Something equally bad has happened to relations between the whistleblower and her coworkers. Whistleblowing tends to bring out the worst in people. Some friends will have become implaccable enemies. Others will hide, fearing "guilt by association." Most, perhaps, simply lose interest, looking on the whistleblower as they would someone dying of cancer. These desertions can leave deep scars. And even when they do not, they leave the whistleblower an outsider, a loner in an organization in which isolation for any reason makes one vulnerable.

All this bad news suggests some hard questions: How can a whistleblower work as before with people whose loyalty he no longer shares? How can coworkers treat him as they did before when he is no longer quite one of them? How can he hope for promotion, or even retention, in an organization in which he can put no trust, in which he has no friends, and for which he is likely to make further trouble? These, I think, are plainly not questions a law can answer.

IV. Helping the Whistleblower and the Organization

What then can be done for the whistleblower? One option is to find her another job. That is not easy. Potential employers generally shun known whistleblowers. That alone makes finding a new job hard. Then too, the whistleblower may not be as good an interviewee as before. Many whistleblowers seem to signal the bad news even when they do their best to conceal it. They may, for example, sound emotionally exhausted, ask questions that suggest distrust, or just seem prickly. They are like people going through a bad divorce.

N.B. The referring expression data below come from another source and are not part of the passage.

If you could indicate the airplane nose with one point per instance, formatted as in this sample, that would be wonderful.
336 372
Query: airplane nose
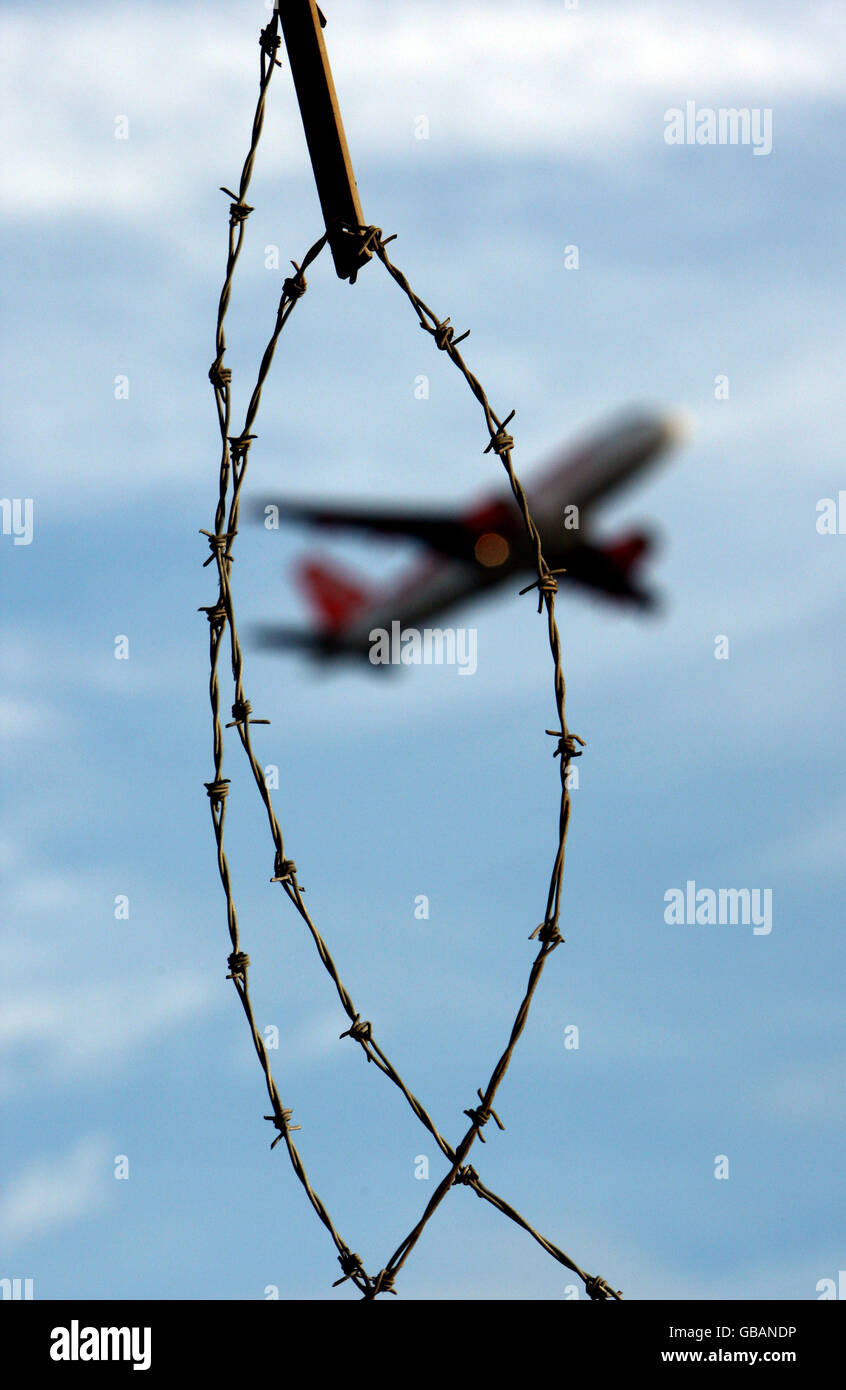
677 427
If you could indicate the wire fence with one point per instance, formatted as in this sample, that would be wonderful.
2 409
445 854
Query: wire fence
235 449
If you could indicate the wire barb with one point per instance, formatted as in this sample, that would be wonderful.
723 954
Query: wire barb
282 1121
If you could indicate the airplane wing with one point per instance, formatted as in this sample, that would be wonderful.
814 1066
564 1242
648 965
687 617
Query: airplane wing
445 534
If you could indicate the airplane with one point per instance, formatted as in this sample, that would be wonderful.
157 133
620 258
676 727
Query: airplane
474 552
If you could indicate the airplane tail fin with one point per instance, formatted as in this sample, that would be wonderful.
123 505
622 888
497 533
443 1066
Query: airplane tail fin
611 567
334 597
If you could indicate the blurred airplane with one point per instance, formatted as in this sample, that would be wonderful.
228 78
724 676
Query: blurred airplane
473 552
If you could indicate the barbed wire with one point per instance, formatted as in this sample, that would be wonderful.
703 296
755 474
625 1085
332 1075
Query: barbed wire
221 616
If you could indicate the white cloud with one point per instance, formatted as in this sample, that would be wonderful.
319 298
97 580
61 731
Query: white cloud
56 1191
492 78
809 1093
92 1029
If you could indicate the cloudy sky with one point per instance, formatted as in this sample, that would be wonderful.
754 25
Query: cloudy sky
122 1037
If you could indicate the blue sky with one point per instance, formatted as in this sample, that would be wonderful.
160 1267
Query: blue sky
124 1037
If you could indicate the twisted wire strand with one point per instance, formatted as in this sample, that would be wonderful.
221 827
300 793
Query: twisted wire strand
232 469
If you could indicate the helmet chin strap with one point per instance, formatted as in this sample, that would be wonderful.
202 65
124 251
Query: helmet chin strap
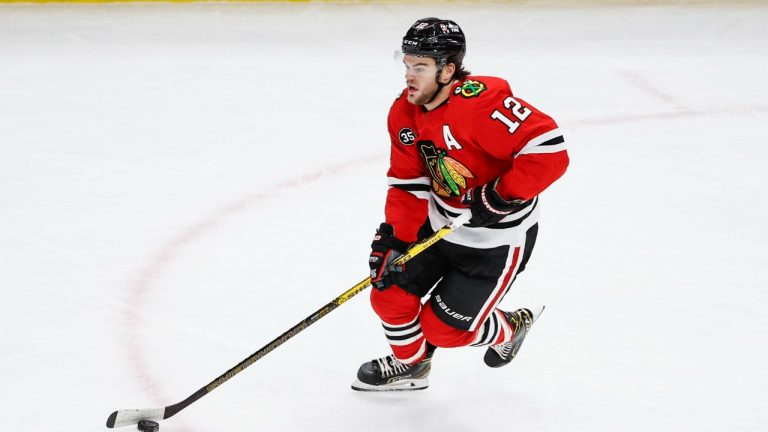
439 84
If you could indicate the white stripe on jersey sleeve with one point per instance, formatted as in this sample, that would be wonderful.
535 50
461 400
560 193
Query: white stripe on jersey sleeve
534 146
392 181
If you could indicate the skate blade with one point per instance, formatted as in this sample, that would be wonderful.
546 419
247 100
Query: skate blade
404 385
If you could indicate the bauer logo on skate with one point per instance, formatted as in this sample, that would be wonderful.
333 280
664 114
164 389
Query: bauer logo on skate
449 312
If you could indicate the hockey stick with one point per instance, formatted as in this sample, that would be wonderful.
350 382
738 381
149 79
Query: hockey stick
133 416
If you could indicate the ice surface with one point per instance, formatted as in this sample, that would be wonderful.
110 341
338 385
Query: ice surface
179 184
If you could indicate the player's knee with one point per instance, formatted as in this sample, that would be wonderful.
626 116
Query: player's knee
439 333
394 304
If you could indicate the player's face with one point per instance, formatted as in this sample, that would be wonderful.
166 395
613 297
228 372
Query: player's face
420 73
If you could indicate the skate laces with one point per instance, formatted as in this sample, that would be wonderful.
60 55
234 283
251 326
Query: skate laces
503 350
390 366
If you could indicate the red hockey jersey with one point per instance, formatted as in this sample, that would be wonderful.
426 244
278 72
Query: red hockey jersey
481 133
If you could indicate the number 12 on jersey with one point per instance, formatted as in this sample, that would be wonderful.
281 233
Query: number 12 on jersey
518 110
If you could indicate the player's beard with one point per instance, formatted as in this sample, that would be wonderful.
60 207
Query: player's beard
423 97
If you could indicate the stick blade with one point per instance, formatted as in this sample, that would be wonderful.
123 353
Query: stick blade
132 417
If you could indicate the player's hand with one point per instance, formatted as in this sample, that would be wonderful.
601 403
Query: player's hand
385 249
487 206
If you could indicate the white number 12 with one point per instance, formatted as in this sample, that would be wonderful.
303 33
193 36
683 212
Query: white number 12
518 110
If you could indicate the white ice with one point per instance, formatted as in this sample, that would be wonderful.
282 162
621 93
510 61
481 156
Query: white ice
179 184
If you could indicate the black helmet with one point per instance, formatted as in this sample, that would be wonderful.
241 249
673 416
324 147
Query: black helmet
433 37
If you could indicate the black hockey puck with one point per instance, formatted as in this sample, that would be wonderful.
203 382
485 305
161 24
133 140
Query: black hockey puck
148 426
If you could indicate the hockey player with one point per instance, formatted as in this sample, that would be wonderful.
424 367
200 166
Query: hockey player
459 143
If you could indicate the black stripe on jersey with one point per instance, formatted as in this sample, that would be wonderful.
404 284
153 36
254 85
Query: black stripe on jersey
401 327
444 212
412 187
553 141
514 223
404 337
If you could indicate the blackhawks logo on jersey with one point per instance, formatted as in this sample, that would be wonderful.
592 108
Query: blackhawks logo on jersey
448 174
471 88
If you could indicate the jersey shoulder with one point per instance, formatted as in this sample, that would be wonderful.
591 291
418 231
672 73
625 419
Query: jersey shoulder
480 90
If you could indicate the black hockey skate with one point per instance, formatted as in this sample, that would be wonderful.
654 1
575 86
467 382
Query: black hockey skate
521 321
390 374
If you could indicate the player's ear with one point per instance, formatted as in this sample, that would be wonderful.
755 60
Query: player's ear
447 73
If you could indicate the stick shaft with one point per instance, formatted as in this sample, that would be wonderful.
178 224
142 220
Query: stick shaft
126 417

Since few potential employers want someone else's troubles, we must draw this paradoxical conclusion: the whistleblower's best hope for continuing her career may be her old employer. That the old employer may be her best hope is the chief reason to support laws protecting whistleblowers. Though a law can offer the whistleblower little direct protection, it can prod the organization to think about making peace with the whistleblower.

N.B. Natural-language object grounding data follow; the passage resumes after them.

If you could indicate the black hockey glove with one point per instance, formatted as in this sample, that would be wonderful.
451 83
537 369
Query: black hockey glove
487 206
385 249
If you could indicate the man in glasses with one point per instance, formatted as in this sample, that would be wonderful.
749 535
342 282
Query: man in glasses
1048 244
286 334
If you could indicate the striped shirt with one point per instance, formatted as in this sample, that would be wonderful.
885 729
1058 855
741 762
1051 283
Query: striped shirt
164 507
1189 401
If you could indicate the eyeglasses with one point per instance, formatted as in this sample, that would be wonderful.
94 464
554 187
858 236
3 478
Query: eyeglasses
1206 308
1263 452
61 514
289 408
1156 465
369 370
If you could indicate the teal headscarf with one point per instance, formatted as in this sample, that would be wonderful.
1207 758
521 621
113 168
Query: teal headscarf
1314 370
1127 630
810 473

This, however, is still a slim hope. The organization can make peace with the whistleblower only if it can reestablish his loyalty to the organization and his trust in those with whom he must work. That is not easy.

Clearly, the formal organization itself must change enough for the whistleblower to have good reason to believe that he will not have to go out of channels again. The changes will probably have to be substantial, something most organizations automatically resist. But formal changes alone will not be enough to reestablish the whistleblower's informal relations with superiors, subordinates, and coworkers. What is needed in addition is something like marriage counseling, some sort of group therapy to expose and resolve all the feelings of betrayal, distrust, and rejection whistleblowing inevitably generates. The whistleblower will not be safe until he is reintegrated into the informal organization.

Some government agencies have required employees involved in a whistleblowing case to participate in such group therapy. The results so far have not been good. Managers, especially, seem to view such therapy as just one more hoop to jump through on the way to the inevitable.[l3] To work, the therapy probably needs to be voluntarily undertaken by all participants, something not easily legislated.

That is why even this best hope for the whistleblower, reconciliation with the organization, is so slim. We need to find better ways to protect whistleblowers. In the long run at least, peace between the whistleblower and the organization is as good for the organization as for the whistleblower. The whistleblower is not really an enemy. An organization that has whistleblowers needs them. The whistleblower is like the knock at the door that wakes one in a house on fire--unwelcome, but better than sleeping till the fire reaches the bed. An organization that punishes its whistleblowers blinds itself to troubles better faced.

To say that is not to deny the disadvantages of whistleblowing described earlier but to explain why we should try to make whistleblowing unnecessary rather than try to prevent whistleblowing in other ways. It is to the chief means of making whistleblowing unnecessary that I now turn.

V. How Organizations Can Avoid Whistleblowing

If whistleblowing means that an organization has trouble using bad news, one way for an organization to avoid whistleblowing is to improve the organization's ability to use bad news. We may distinguish three approaches.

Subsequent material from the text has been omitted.